4-Hydroxyaminoquinoline 1-oxide (4HAQO) demonstrates obvious organotropic and species specificity in its carcinogenesis and the present investigation concerns 4HAQO DNA adduct formation and repair as studied in various organs of four animal species (rats, mice, guinea pigs and hamsters). Three hours after an iv injection of 10 mg per kg body weight of tritium-labeled 4HAQO, the major organs were removed and used for assessment of label incorporation in the DNA. The results showed that the DNA binding levels generally correlated well with the reported species and organ specificity of 4HAQO tumorigenesis.

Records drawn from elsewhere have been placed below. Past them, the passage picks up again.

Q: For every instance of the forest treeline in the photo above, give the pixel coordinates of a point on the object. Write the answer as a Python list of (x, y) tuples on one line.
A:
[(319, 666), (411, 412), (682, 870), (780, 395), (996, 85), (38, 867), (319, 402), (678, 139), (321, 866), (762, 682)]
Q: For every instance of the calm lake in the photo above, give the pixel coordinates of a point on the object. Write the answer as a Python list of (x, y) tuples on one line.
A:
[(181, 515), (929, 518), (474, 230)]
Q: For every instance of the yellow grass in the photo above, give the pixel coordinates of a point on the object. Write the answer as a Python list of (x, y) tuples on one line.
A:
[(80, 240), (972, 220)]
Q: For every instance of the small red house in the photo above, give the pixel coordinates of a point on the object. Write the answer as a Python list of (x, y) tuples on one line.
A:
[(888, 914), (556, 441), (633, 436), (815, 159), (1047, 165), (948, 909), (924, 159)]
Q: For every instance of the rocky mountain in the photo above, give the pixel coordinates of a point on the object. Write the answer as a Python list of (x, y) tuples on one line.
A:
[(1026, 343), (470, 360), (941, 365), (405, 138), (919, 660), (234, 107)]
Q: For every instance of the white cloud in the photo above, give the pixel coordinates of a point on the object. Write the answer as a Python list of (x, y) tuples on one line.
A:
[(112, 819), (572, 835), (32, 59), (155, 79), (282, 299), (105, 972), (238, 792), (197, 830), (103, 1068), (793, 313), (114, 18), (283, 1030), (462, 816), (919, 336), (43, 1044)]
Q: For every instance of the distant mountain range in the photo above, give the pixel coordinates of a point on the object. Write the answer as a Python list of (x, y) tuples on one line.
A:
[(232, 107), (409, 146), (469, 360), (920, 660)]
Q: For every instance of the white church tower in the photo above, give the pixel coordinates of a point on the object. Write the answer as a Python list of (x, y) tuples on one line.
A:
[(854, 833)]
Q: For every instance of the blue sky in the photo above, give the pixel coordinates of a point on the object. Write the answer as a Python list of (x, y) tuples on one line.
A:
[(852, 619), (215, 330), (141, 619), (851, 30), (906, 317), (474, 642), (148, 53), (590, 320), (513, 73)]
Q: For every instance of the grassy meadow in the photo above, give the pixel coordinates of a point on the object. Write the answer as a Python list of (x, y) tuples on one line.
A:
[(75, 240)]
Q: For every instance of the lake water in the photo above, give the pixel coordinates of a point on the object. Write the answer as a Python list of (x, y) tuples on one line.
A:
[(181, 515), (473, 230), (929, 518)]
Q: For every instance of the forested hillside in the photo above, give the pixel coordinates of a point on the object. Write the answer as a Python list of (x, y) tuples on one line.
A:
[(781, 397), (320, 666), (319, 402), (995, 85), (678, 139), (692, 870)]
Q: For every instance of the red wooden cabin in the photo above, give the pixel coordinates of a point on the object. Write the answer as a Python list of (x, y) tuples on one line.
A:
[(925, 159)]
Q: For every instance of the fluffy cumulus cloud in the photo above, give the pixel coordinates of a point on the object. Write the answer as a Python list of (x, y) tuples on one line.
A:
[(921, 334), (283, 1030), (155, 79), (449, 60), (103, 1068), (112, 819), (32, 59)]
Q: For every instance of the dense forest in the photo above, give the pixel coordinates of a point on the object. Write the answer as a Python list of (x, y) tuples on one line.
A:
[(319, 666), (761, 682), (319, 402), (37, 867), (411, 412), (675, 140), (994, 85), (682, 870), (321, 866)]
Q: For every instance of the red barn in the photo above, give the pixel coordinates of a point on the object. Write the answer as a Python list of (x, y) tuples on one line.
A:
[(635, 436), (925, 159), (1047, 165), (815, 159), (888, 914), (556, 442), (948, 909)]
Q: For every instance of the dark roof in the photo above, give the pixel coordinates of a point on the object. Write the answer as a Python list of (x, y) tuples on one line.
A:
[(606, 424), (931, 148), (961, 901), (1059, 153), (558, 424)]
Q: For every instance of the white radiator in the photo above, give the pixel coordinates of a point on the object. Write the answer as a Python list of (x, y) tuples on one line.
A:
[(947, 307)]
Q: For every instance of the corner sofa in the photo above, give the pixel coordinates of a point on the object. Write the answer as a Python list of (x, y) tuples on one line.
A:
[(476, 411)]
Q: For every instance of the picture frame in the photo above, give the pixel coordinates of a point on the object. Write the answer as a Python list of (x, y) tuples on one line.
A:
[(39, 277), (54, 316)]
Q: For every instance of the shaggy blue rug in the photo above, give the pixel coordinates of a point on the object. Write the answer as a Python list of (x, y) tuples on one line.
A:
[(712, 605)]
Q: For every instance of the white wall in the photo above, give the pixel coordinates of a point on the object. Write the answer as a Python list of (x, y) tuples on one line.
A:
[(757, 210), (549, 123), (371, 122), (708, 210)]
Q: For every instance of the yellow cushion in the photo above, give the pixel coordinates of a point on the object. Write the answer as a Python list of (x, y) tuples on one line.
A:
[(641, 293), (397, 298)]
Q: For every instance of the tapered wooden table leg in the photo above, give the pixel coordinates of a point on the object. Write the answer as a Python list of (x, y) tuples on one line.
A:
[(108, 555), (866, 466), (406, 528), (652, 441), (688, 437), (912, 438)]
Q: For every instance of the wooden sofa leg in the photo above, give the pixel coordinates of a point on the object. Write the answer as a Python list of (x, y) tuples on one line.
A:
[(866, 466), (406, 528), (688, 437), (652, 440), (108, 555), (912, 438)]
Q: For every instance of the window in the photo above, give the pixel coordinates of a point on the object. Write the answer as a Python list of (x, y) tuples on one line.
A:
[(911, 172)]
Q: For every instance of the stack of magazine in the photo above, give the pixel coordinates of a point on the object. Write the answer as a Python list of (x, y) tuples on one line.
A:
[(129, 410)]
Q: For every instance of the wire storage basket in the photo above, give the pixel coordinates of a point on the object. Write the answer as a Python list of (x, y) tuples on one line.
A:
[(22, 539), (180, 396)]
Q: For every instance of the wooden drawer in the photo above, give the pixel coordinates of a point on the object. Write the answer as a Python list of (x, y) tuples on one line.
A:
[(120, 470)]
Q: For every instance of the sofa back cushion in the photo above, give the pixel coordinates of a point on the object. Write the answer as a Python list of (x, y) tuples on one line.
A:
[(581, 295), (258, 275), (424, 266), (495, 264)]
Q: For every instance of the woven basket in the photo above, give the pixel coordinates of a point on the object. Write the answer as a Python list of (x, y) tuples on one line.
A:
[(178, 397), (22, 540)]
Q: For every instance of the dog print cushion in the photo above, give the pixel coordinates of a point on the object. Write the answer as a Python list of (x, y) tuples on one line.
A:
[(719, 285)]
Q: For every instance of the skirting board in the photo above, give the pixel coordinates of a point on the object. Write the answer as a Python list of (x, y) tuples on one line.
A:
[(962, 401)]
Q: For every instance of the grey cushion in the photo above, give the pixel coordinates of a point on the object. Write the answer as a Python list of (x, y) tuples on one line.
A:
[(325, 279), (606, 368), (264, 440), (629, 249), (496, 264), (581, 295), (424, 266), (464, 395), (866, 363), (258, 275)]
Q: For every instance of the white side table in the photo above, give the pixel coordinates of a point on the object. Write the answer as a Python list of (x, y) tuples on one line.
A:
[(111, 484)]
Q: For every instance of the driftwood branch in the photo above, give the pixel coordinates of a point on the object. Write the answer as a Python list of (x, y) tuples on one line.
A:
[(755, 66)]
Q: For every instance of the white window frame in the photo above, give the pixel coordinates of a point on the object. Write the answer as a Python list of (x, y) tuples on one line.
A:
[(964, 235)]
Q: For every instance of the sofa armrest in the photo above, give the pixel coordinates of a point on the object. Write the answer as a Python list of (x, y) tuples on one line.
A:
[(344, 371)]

For example, rats showed highest DNA binding in the pancreas and kidney, major target organs. The levels of DNA binding in the liver were invariably low in all 4 animal species, in agreement with the lack of hepatocarcinogenicity associated with 4HAQO exposure. A clear relationship between DNA adduct formation and carcinogen dose was also found after treatment of mice with 4HAQO at doses of 1, 5, 10 and 20 mg per kg body weight in all tissues (pancreas, kidney and lung) except for the liver. Comparison of DNA repair processes in rats, a highly susceptible species, and hamsters, a resistant species in terms of 4HAQO carcinogenicity, revealed highest formation and slowest removal of adducts in the target organs of the rat. In the hamster organs and the rat lung and liver, DNA adduct formation was generally low and in the case of elevation in the initial phase, quickly removed.